Zonge Research International researchers have been directly involved in the development of Malawi’s National OSH Programme for 2026–2030 — a process that has included a comprehensive assessment of the existing programme and a gap analysis of where protections are weakest.
The evidence from that process confirms what broader research shows: long hours and fatigue are significant occupational hazards that have not received the regulatory attention they deserve. They are common across multiple sectors. They are causally linked to injuries, deaths, and — in health care — patient harm. And they are addressable through well-designed policy.
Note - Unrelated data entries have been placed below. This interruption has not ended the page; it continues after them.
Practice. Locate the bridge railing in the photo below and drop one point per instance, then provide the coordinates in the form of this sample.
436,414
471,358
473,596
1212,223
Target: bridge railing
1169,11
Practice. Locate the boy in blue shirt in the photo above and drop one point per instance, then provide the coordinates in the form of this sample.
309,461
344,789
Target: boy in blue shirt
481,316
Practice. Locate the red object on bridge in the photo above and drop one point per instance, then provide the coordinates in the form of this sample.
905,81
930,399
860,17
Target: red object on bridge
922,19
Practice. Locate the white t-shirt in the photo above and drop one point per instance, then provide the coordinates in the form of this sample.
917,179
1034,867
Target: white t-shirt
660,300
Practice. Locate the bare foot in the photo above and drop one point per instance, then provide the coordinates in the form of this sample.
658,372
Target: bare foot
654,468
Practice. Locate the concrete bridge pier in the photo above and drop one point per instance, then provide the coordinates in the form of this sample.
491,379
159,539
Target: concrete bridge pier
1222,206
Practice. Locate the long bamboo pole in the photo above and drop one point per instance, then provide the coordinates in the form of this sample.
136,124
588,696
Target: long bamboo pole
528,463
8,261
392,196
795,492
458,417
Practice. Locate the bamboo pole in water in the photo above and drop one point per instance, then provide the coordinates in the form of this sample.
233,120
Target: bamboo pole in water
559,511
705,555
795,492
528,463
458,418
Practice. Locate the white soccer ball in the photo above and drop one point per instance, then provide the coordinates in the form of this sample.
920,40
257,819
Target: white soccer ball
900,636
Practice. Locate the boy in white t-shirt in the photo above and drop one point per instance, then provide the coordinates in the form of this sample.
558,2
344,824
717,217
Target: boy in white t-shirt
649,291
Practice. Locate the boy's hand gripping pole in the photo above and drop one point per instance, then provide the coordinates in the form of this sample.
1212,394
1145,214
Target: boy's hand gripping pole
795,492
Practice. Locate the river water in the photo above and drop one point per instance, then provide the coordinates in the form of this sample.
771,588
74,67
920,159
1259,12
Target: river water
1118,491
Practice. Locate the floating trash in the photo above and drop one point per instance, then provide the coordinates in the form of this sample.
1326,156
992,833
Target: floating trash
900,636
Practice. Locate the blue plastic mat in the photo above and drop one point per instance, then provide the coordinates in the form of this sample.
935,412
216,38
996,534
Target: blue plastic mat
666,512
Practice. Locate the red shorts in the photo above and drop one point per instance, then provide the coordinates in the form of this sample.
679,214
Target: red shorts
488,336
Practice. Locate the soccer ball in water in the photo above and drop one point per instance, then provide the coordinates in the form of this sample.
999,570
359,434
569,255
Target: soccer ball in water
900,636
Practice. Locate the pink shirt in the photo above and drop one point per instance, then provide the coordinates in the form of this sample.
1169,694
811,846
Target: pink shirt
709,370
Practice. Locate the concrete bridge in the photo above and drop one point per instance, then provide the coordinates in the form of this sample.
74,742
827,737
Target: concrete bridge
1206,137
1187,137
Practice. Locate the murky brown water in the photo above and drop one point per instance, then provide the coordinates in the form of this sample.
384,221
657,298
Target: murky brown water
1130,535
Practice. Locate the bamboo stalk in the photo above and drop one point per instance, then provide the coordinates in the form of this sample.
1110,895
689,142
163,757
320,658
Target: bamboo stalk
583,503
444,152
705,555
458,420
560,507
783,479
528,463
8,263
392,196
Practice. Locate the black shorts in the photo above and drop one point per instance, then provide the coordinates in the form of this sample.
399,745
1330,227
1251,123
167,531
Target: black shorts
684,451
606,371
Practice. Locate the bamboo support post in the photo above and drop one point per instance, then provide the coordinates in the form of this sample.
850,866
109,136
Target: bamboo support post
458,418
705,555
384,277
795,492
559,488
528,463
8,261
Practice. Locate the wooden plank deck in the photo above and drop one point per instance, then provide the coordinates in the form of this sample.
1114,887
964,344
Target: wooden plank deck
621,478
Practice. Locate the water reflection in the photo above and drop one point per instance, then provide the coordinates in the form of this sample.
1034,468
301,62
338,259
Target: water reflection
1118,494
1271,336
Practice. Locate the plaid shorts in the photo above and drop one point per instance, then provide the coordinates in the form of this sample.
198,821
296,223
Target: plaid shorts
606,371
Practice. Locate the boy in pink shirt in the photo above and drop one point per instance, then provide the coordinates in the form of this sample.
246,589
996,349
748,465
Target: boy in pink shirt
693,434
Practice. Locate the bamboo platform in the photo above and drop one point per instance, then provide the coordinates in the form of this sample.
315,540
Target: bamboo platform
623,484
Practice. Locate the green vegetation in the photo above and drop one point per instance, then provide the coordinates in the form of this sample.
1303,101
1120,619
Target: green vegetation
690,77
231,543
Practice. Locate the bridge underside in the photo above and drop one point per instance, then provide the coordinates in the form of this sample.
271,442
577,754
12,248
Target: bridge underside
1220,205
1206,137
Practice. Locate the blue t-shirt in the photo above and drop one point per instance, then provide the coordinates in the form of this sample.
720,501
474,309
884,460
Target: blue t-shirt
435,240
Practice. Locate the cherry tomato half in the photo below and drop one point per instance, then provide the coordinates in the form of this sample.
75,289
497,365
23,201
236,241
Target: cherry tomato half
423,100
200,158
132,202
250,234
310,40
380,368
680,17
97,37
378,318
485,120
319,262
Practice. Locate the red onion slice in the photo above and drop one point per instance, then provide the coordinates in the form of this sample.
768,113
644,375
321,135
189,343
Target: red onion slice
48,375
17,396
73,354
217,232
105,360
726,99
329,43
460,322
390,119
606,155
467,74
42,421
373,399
The question is whether the political will to act on that evidence exists. In Southern Africa, where working-time enforcement competes for attention with more visible hazards — chemical exposure, mining accidents, construction collapses — long hours risk continuing to fall below the threshold of regulatory priority.
Changing that requires making the argument clearly and consistently: long hours are not a welfare problem. They are a safety crisis. And they deserve to be treated as one.
The Cost of Inaction
Every year that long working hours remain outside the mainstream of OSH enforcement in Southern Africa, people die who did not have to. Patients receive substandard care from exhausted health workers. Drivers fall asleep at the wheel. Agricultural labourers make errors with machinery that cost them their hands, their sight, or their lives.
These deaths and injuries are preventable. They are not acts of God or bad luck. They are the predictable consequences of a regulatory gap — a gap between what the evidence says about fatigue and what enforcement systems require of employers.
Closing that gap is the work of governments, labour inspectors, trade unions, employers, and researchers. At Zonge Research International, we are committed to producing the evidence that drives that work forward — and to ensuring that the voices of workers who bear the cost of this crisis are heard in the policy processes that shape the systems meant to protect them.